More | See website for more info on moving sideways to siblings, moving up the tree to parents, filtering, the `.find()` function, and much more.

---

**EXAMPLES**

In [13]:
import requests
import bs4

**From URL**

In [14]:
# Create a requests object
ro = requests.get('http://www.dr-chuck.com/page1.htm', timeout = 1)
ro.raise_for_status()

# We could use .text or .content attributes here.  Both work.
soup = bs4.BeautifulSoup(ro.content, "html.parser")
print(type(soup))

<class 'bs4.BeautifulSoup'>


**From File Object/Handle**

In [15]:
with open('input/html_example.html', 'rt') as file_handle:
    soup = bs4.BeautifulSoup(file_handle, "html.parser")
    print(type(soup))

<class 'bs4.BeautifulSoup'>


**BeautifulSoup Object**
- Notice how the original is missing end tags for `<html>` and `<body>`
- This was parsed and the BeautifulSoup object created.  The BeautifulSoup object now contains closing tags.

In [16]:
s_html = """
<html><head><title>The Dormouse's story</title></head>
<body>
<p class="title"><b>The Dormouse's story</b></p>

<p class="story">Once upon a time there were three little sisters; and their names were
<a href="http://example.com/elsie" class="sister" id="link1">Elsie</a>,
<a href="http://example.com/lacie" class="sister" id="link2">Lacie</a> and
<a href="http://example.com/tillie" class="sister" id="link3">Tillie</a>;
and they lived at the bottom of a well.</p>

<p class="story">...</p>
"""
print(type(soup))
soup = bs4.BeautifulSoup(s_html, "html.parser")  # BeautifulSoup object
print(soup)
print('\n')
print(soup.prettify())

<class 'bs4.BeautifulSoup'>

<html><head><title>The Dormouse's story</title></head>
<body>
<p class="title"><b>The Dormouse's story</b></p>
<p class="story">Once upon a time there were three little sisters; and their names were
<a class="sister" href="http://example.com/elsie" id="link1">Elsie</a>,
<a class="sister" href="http://example.com/lacie" id="link2">Lacie</a> and
<a class="sister" href="http://example.com/tillie" id="link3">Tillie</a>;
and they lived at the bottom of a well.</p>
<p class="story">...</p>
</body></html>


<html>
 <head>
  <title>
   The Dormouse's story
  </title>
 </head>
 <body>
  <p class="title">
   <b>
    The Dormouse's story
   </b>
  </p>
  <p class="story">
   Once upon a time there were three little sisters; and their names were
   <a class="sister" href="http://example.com/elsie" id="link1">
    Elsie
   </a>
   ,
   <a class="sister" href="http://example.com/lacie" id="link2">
    Lacie
   </a>
   and
   <a class="sister" href="http://example.com/til

**Tag Object**

In [17]:
print(type(soup.head))  # Tag object
print((soup.head))  # Tags are branches that include all descendants
print('\n')
print(soup.head.prettify())

<class 'bs4.element.Tag'>
<head><title>The Dormouse's story</title></head>


<head>
 <title>
  The Dormouse's story
 </title>
</head>



**`.contents`**

In [18]:
print(type(soup.head.contents))
print(soup.head.contents)

<class 'list'>
[<title>The Dormouse's story</title>]


**`.descendants`**

In [19]:
gen_descendants = soup.head.descendants
print(type(gen_descendants))
for child in gen_descendants:  # Iterable.
    print(child)

<class 'generator'>
<title>The Dormouse's story</title>
The Dormouse's story


In [20]:
gen_descendants = soup.head.descendants
print(list(gen_descendants))  # Turned into normal list

[<title>The Dormouse's story</title>, "The Dormouse's story"]

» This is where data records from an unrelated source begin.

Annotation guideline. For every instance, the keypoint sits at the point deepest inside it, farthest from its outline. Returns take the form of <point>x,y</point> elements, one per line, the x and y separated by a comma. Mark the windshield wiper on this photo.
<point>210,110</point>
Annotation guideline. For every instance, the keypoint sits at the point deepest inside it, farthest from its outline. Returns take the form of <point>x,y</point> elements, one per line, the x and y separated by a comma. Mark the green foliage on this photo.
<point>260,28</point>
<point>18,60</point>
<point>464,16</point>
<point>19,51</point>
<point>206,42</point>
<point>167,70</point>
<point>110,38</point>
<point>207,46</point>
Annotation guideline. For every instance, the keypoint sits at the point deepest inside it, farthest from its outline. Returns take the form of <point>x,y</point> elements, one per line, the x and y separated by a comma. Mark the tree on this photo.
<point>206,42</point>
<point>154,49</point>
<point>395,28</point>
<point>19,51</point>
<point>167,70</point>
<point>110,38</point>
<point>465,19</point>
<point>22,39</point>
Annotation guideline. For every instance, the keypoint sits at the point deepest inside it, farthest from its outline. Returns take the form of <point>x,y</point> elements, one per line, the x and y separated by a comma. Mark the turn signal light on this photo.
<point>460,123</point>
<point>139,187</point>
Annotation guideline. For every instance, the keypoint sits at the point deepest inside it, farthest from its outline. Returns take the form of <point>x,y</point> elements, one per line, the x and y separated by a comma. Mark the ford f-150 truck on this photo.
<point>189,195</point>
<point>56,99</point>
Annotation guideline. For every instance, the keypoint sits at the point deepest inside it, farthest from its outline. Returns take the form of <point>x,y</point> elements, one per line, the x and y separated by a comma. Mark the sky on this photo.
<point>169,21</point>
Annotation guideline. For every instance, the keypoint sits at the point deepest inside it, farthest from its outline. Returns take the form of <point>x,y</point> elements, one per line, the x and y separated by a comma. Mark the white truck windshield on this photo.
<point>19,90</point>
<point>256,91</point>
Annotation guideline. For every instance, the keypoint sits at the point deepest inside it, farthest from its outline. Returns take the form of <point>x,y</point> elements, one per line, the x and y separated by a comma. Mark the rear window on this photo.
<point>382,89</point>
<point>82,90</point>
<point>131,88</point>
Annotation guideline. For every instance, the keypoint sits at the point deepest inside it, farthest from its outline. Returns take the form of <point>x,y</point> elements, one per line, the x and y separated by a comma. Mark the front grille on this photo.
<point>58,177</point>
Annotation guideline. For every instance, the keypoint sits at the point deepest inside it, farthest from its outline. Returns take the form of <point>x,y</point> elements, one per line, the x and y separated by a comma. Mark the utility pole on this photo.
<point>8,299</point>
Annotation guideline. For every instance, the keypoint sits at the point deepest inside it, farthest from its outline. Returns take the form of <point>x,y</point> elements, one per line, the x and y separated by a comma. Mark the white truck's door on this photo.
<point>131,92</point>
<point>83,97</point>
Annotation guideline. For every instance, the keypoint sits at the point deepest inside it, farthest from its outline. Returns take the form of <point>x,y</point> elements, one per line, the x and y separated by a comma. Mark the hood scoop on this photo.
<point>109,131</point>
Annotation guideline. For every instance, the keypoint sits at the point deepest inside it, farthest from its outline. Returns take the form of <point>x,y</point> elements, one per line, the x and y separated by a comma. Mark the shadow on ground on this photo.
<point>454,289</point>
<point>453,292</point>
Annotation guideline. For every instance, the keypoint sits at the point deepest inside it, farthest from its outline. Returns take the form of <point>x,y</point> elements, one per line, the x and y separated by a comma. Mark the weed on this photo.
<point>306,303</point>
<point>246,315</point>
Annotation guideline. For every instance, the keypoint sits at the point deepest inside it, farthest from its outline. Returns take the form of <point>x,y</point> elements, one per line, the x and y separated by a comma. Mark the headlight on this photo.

**NavigableString Object**

In [21]:
tag = soup.title  # Tag object
nav_string = tag.string  # NavigableString object
print(type(nav_string))
print(nav_string)
s_nav_string = str(nav_string)  # Convert to Python string

<class 'bs4.element.NavigableString'>
The Dormouse's story


**`.find_all()`**

In [22]:
found = soup.find_all("a")
print(type(found))
for tag in found:
    print(tag)

<class 'bs4.element.ResultSet'>
<a class="sister" href="http://example.com/elsie" id="link1">Elsie</a>
<a class="sister" href="http://example.com/lacie" id="link2">Lacie</a>
<a class="sister" href="http://example.com/tillie" id="link3">Tillie</a>


---

## Parsing XML
- Data from HTTP GET requests may also be formatted with XML
- **XML**--Extensible Markup Language.  "Wire format". The "wire is the internet.  Whatever the original data format, it can be converted to XML (called serialize) sent across the internet (the "wire"), and then be converted (de-serialize) into any other format.
- Both XML and HTML come from the SGML family of languages. Because of this, both use tags, elements, and trees. Though they both provide a standardized format for storing data, the uses are quite different.
- HTML changes how data is displayed so humans can view it. HTML makes data easy for humans to read. XML stores data so that any program on any computer can send data to any other program on any other computer. XML makes data easy for machines to read. Also, HTML tags are predefined. XML tags are not predefined. This means that two programs must agree on the meaning of the XML tags being used.
- XML trees share tree structure with HTML as seen in the image below:

![](images/XML_tree.png)

- The image below is similar to the one above, but shows attributes when the are included for an element:

![](images/XML_tree_attributes.gif)

- To GET XML data we would send a GET request to a web server that we know outputs XML with a desired element tree structure.  After receiving it we would read in the data and parse it.
- We can parse XML data with a module in the Python Standard Library called `xml`

Code | Use
--- | ---
`xml.etree.ElementTree` | Module.  Conventionally, `import xml.etree.ElementTree as ET`.
`ET.parse()` | Returns element tree object.  Parameter is file name.
`ET.fromstring()` | Returns element tree object.  Parameter is string of text that is structured as an element tree.
`.findall()` | Element tree object method.  Returns elements with a specified tag that are direct children of current element.  Parameter is tag to search for.
`.find()` | Element tree object method.  Returns *first* child with a specified tag.  Parameter is tag to search for.
`.find().text` | Returns the text content from the specified element tag name
`.find().get` | Returns the attribute value from the specified element tag name and attribute name

---

**EXAMPLES**

In [23]:
import xml.etree.ElementTree as ET  # Use alias as this is long

In [24]:
# The data would normally be gotten from an HTTP GET request, but here, we'll just provide it as a string
s_data = """
<person>
    <name>The Black Knight</name>
    <phone type="intl">
    +1 734 303 4456
    </phone>
    <email hide="yes"/>
</person>
""" # Having triple quotes on separate lines makes code look cleaner, but does create a new line at the top and bottom

tree_object = ET.fromstring(s_data)  # Creates an element tree object 
print(type(tree_object))

# Goes down tree and finds name tag
print(tree_object.find('name'))

# Goes down tree and finds name tag.  Returns just the text content of element.
print(tree_object.find('name').text) 

# Goes down tree and finds email tag.  Returns value associated with hide attribute.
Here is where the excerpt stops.